An art I am not sure I will resume. Except (my mind adds all by itself) for special occasions. Or if I can replicate the ancient Chinese method, which used natural dyes made of orchids and roses. And I cannot give up my annual late spring pedicure, that pampered celebration of bared feet and sunshine. It, too, has a worrisome subtext: I sit awkwardly in that fancy chair when a woman who is working harder than I have ever worked in my life bends over my callused feet, rubs my calves, taps directions to my foot because she does not yet speak English. Then I tell myself she needs the money, and I give that obnoxious American thing, a big tip, as a sop to my conscience.
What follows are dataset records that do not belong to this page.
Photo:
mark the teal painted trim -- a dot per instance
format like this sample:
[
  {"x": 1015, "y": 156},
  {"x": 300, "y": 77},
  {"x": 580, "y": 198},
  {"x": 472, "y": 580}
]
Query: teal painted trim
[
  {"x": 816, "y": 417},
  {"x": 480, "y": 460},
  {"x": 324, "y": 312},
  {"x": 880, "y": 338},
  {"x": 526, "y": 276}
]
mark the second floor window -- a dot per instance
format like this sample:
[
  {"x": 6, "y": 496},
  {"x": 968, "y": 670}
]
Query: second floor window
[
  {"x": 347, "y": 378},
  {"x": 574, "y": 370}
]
My consumer demand has forced her into an intimacy she never would have suggested spontaneously—“Hey, you look nice, want me to file your toenails?”—and subservience is written into the work’s very posture. Jesus made a point of foot washing for a reason.
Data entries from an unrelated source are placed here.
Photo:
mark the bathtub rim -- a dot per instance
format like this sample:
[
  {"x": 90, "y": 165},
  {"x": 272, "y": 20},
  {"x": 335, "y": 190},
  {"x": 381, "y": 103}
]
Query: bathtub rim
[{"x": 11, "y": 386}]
This is when language plays its redemptive role. The women in the nail salon chatter among themselves, and their secret (to me) language restores their power. God knows what they are saying about us, the passive ones on the thronelike chairs, stressed in ways we enjoy talking about while these women quietly swallow their unpaid bills and sicknesses and fear. But when I talk with the woman who is giving my pedicure and listen hard as she triumphantly strings together new English, I learn about her kids and where she is from and what she eventually hopes to do with her life, and language works a different magic. The scales level. We are two women talking, and the transaction between us no longer feels icky. We deliberate together on the color, enact the ritual.

My mother, less self-indulgent and more sensitive than I, could never bring herself to get a pedicure. She polished her own nails every week that I knew her. We laughed for years about her dragging her IV stand to a chair so she could restore her nail polish the minute she regained consciousness after gall bladder surgery. It was not vanity; her nails, too, were clouded by fungus, and she did not want anyone to find them gross.

The irony—I now know firsthand—is that all she would have had to do is stop polishing them altogether. We let ourselves be lured into habits that become so relentless, we forget why we began.